There's little point to make it in C because there's already a module in C, the tests. The question is whether the code in Preloaded should be assembled separately or concatenated with user code. In the latter case it could contain some compile-time things like macros.

[error256]

@DonaldKellett Assuming that this applies to NASM too:

If the argument is that all C-related boilerplate for assertions can be simply placed directly in the sample / submission tests, I mentioned above that it could be useful to place them once in Preloaded instead so they can be reused by both sample and submission tests, instead of copy-pasting the same thing twice between sample and submission tests.

Apart from the issue of non-self-sufficient sample tests... At least there already is a place for testing code in C, but what about testing code in asm? For example, what about clearing registers before calling a solution?

extern int chain (int init_val, size_t length, const funcptr functions[length]);
static int chain_proxy(int init_val, size_t length, const funcptr functions[length]) {
  int result;
  __asm(
    "mov $111111111,%%eax;"
    "mov $111111111,%%ecx; mov $111111111,%%r8;  mov $111111111,%%r9;"
    "mov $111111111,%%ebx; mov $111111111,%%r10; mov $111111111,%%r11;"
    "mov $111111111,%%r12; mov $111111111,%%r13; mov $111111111,%%r14; mov $111111111,%%r15;"
    "call chain"
    : "=a"(result),
      "+D"(init_val),
      "+S"(length),
      "+d"(functions)
    :
    : "rcx", "r8", "r9", "rbx", "r10", "r11", "r12", "r13", "r14", "r15", "cc", "memory"
  );
  return result;
}

Should something like this be in NASM or in inline asm in C? @monadius

[DonaldKellett]

For example, what about clearing registers before calling a solution?

That does sound a bit more tedious in C compared to plain assembly, but I doubt many Kata authors / translators will bother doing so. Though I understand why some Kata authors may want to clear registers before each call, for the sake of reproducible behavior.

That said, I personally disagree with clearing registers before calling the solution. Mostly compilers surely do not generate assembly that clears out registers before each procedure call, at least by default. It's a natural consequence of program execution that registers whose values aren't explicitly set right before a procedure call may contain garbage values arising from prior computation. Solvers who decide to tackle Kata in assembly should fully expect that and engineer their (hopefully) hand-tuned assembly solutions to properly follow architecture, compiler and operating system calling conventions. They should also accept the fact that there's a lot more room for undefined behavior due to bugs in assembly compared to C, and account for that when developing their solution.

[error256]

The thing is that registers often contain not random values, but something relevant in the context, for example, copies of input. I made that fork after my solution that used the wrong register passed the tests and I didn't even notice that until later.
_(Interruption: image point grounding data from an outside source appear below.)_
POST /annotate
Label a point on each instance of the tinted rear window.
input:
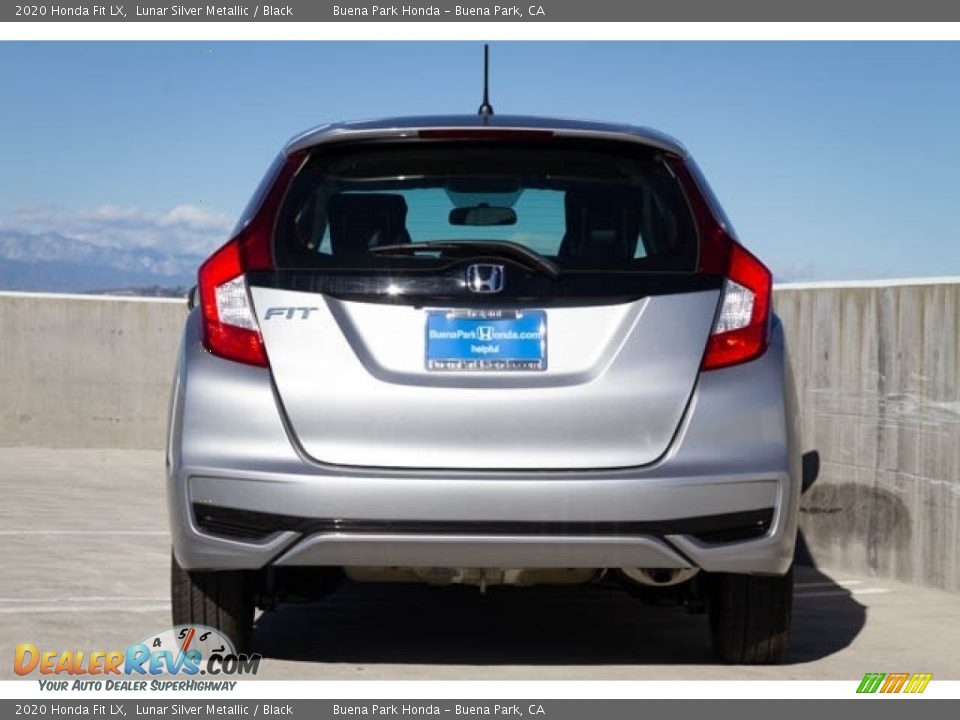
(586, 206)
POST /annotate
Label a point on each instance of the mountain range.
(52, 262)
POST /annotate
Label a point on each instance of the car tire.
(750, 617)
(221, 600)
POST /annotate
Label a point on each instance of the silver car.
(485, 350)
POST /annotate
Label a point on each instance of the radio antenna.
(486, 109)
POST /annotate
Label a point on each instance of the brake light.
(739, 333)
(740, 330)
(485, 133)
(229, 322)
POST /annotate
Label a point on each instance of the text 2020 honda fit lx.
(485, 350)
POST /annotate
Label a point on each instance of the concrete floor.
(84, 561)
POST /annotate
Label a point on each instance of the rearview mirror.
(483, 216)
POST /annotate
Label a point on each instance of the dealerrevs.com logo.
(888, 683)
(186, 651)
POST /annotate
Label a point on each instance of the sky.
(833, 160)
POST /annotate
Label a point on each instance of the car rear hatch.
(486, 302)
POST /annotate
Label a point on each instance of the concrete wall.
(77, 371)
(879, 383)
(877, 366)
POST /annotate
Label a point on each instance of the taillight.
(739, 333)
(230, 328)
(740, 330)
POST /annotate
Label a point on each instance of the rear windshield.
(584, 206)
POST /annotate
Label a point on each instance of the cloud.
(181, 230)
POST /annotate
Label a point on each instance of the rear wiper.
(520, 254)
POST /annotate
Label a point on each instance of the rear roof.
(407, 126)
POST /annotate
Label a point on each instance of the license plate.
(487, 340)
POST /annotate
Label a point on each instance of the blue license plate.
(485, 340)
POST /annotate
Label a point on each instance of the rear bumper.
(733, 463)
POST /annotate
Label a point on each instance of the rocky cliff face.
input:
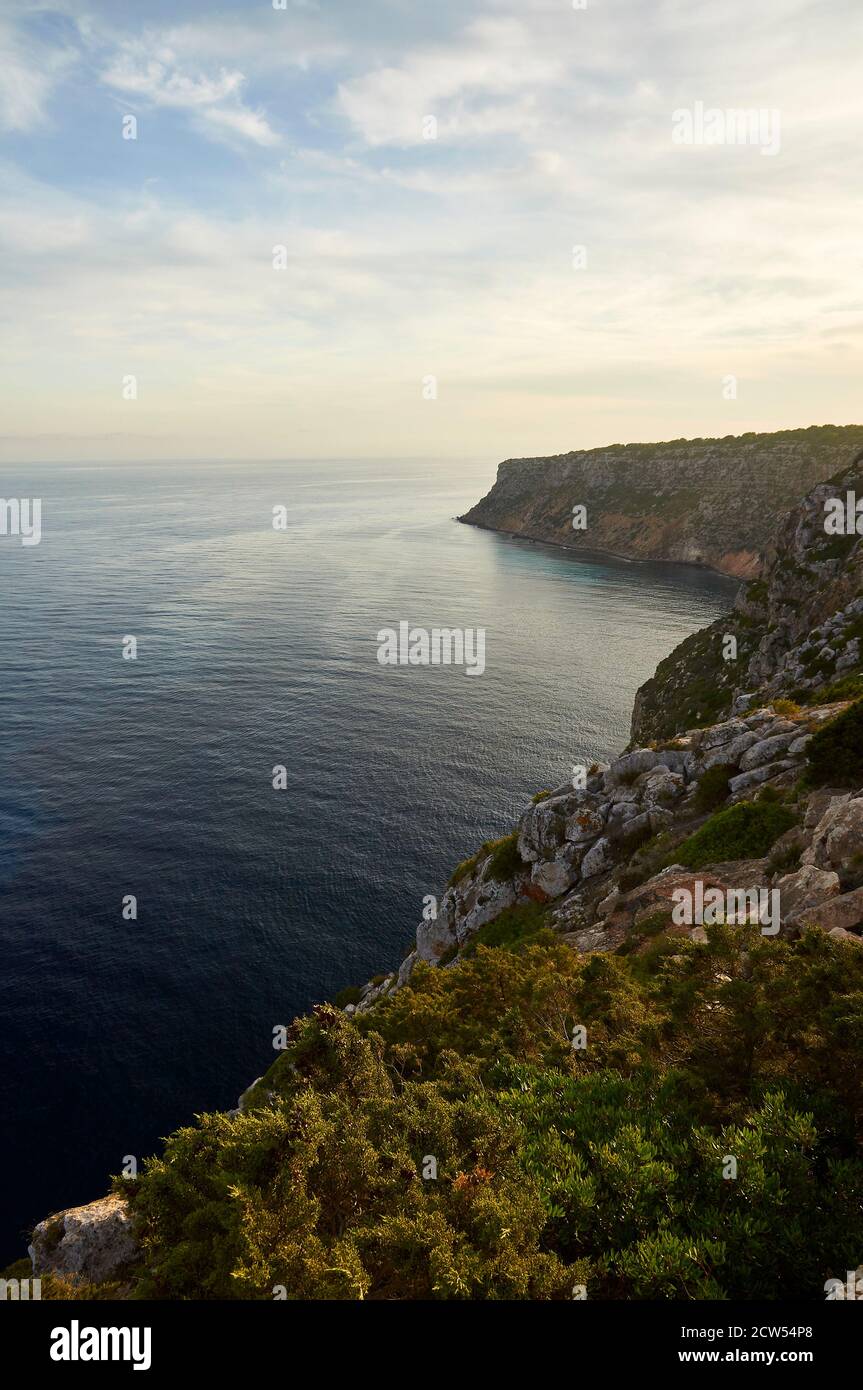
(726, 723)
(795, 631)
(758, 812)
(712, 502)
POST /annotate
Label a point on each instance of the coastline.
(599, 553)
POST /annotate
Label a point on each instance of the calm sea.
(153, 777)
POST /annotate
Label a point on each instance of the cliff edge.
(712, 502)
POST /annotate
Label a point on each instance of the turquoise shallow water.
(153, 777)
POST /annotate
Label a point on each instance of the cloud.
(28, 75)
(150, 70)
(480, 84)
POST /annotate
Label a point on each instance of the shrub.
(835, 752)
(742, 831)
(713, 787)
(849, 687)
(601, 1166)
(350, 994)
(506, 861)
(513, 927)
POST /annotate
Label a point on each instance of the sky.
(464, 228)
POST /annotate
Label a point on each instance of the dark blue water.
(153, 777)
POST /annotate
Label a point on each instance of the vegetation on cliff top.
(598, 1166)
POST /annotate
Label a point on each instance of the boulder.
(95, 1241)
(805, 888)
(845, 911)
(767, 749)
(838, 834)
(596, 859)
(555, 876)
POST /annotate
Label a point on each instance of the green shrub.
(516, 926)
(835, 752)
(601, 1166)
(742, 831)
(350, 994)
(506, 861)
(713, 787)
(849, 687)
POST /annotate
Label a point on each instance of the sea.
(163, 905)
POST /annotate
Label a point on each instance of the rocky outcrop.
(93, 1243)
(712, 502)
(577, 849)
(792, 633)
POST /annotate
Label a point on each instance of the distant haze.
(432, 230)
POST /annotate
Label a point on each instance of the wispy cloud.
(149, 71)
(28, 75)
(412, 250)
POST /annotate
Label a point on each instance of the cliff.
(795, 633)
(712, 502)
(656, 975)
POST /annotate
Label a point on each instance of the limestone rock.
(93, 1241)
(806, 888)
(845, 911)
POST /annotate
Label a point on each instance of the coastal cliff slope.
(545, 1098)
(712, 502)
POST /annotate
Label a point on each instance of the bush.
(835, 752)
(601, 1166)
(350, 994)
(849, 687)
(713, 787)
(506, 861)
(513, 927)
(742, 831)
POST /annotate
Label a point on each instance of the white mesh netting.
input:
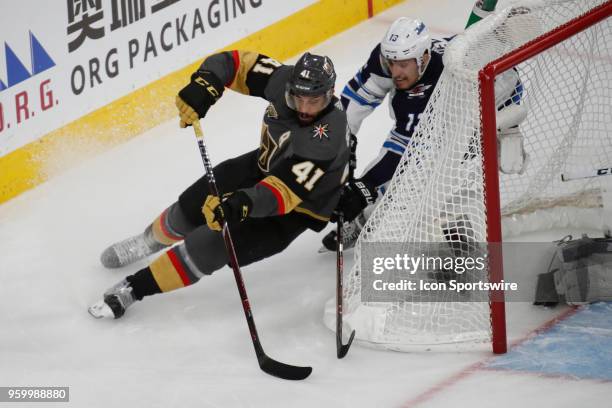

There's no reliable way to pass 32-bit inputs with nonzero upper bits in pure C either. 32-bit inputs are almost always zero-extended to 64 bits (at least because that's what instructions normally do with 32-bit operands), but it isn't required by the ABI, so this fact is used in rare cases. For example,

int bar(int x);
int foo(long x) {
    return bar(x);
}

is compiled into a single jump. And if bar incorrectly uses all 64 bits of its input where they affect the result, it will work in most cases, but not in this case.

[monadius]

I prefer to write code for clearing registers and other special tests in NASM. It is much cleaner in NASM rather than in inline assembly. One thing which I failed to find about inline assembly is how to make sure that the stack is aligned properly before making a function call. The only solution I found is to align the stack manually with something like sub rsp, 16 and rsp, ~15 which is quite tedious and potentially easy to forget.

There are a lot of NASM solutions (especially in simple kata) where solvers do not follow the ABI64 and the code is not properly tested. Main issues are: modifying rbx, rbp, etc; not clearing higher 32 bits of inputs when inputs are in edi, esi, etc. And there is an issue with expected result being in one of registers (and there is no reliable way to control it without inline assembly). So I prefer to have preloaded code in NASM because it is much easier to write special tests directly in NASM.